Oh, and buckle up before the song explodes into a raucous sprint around the 4:00 mark.
Track 3: Droids
Like many tracks on Leap of Faith, “Droids” doesn’t get its legs under it until the 1-minute mark. Once it does, however, it’s one of the strongest tracks on the album.
Track 4: Restless
“Restless” stands out for its playful, determined guitar work in the beginning of the song. The distortion is lowered so you can hear the delicate intricacies before the band roars ahead. Listen for the high notes in this track—they add extra energy and flavor.
Track 5: Leap of Faith
The title track opens with a beautiful, simple melody overlaid with a soft bass and gentle drums. But, as we’ll soon see, “Leap of Faith” is another multi-section song—a concept that Narcosis excels at.
The song erupts into a blast of guitars and layered vocals at the 2:15, but nearly falls into silence again by 2:50. A few seconds later, the song seamlessly transitions into a new section, this one marked by the march of a snare and a persistent bass and guitar. Brace yourself for a heartbreaking guitar solo
The song ends perhaps most hauntingly: in a void where the only sound is the dying creak of an old music box (or at least that’s what it sounds like).
Track 6: Creepers
As you might expect from the title, “Creepers” is creepy. The riffs, vocals, and instrumentation are unsettling, and the minute-long outro is a series of notes echoing into the void.
Track 7: Side Effect
“Side Effect” with an Alive-era Pearl Jam-esque riff, one that is light on distortion and has a slight southern influence. After a song like “Creepers,” “Side Effect” is a welcomed change of pace—and it does bring plenty of new sounds to the table. Pay close attention. “Side Effect” offers some new guitar tones and effects in the solo and throughout the rest of the song.
Track 8: Unknown Flavors
Narcosis saved the best for last, in our opinion. “Unknown Flavors” and “Poison Cup” are perhaps the strongest songs on the album, and Pappas has even gone as far as to name “Unknown Flavors” the band’s “Bohemian Rhapsody.”
Interestingly, “Unknown Flavors” was born as a filler track, something to hold listeners over until the album’s next great song. Gradually, though, the song took on a life of its own.
Like so many songs in the Alternative movement in the ‘90s, “Unknown Flavors” is fun. The lyrics are simple and the melody catchy, so you can’t help but sing along.

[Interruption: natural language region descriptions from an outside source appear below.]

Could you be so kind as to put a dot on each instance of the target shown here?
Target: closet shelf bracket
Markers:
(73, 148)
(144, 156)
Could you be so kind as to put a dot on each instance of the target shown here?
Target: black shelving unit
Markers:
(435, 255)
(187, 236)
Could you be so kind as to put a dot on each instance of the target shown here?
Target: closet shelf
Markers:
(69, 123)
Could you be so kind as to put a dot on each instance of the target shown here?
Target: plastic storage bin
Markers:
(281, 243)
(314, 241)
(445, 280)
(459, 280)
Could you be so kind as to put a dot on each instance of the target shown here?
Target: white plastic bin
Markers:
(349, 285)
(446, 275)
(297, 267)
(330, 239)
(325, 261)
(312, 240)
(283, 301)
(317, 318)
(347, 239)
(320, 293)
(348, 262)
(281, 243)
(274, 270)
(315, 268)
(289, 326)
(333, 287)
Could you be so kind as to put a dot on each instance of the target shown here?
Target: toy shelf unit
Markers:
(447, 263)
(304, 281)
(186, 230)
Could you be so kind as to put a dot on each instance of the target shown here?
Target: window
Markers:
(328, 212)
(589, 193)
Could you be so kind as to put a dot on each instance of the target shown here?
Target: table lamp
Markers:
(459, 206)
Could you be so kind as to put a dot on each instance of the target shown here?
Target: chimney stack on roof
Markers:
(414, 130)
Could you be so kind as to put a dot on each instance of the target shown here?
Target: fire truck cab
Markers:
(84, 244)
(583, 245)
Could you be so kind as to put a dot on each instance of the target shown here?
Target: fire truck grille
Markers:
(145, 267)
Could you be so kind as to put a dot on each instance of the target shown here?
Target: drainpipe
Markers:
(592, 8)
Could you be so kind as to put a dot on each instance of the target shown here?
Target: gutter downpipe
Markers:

Beyond that, however, is an interesting song structure that, by this point, has become one of the band’s hallmarks. “Unknown Flavors” has three parts: an instrumental opening (that lasts for about 45 seconds), the middle (which contains most of the melody and catchy lyrics), and the dynamic conclusion (which starts around 3:50 and continues until the song finishes).
Track 9: Poison Cup
“Poison Cup” is a fitting last track simply because it’s so different compared to the rest of the album. For one, it’s much cleaner. The guitar is clean, the bass is clean, and the vocals receive a little extra clarity without fuzz and distortion pedals overwhelming them.
Interestingly, the guitar work here is reminiscent of Carlos Santana, especially when we reach the guitar solo (which may be fitting, given that Supernatural was released in 1999).
The Pros: Lots of bands rely on formulas for their songwriting, and sometimes that works against them. But with Narcosis, the formula is fresh. Instead of the exploitation of a riff woven into a typical verse/chorus/verse/chorus/bridge/chorus format, Narcosis leans heavily on a haunting intro followed by the verse/chorus/verse/chorus sequence followed by a third section marked by heavy instrumentation. It’s not used in every song, but it’s extremely effective when executed.
We mentioned the importance of listening to this album on the best speakers you have, and we’ll highlight that again now. There are so many layers to Leap of Faith that you’ll likely miss most of them on a first listen. This album does what great albums are supposed to do: It rewards multiple listens.
The Cons: There are some surprises in Leap of Faith, and we’re on the fence about them. There’s some fluff in “Creepers,” and “Poison Cup” is an outlier in style, tone, and composition that makes it feel separate from the rest of the album. To the band’s credit, however, it was wise to place such a track at the end.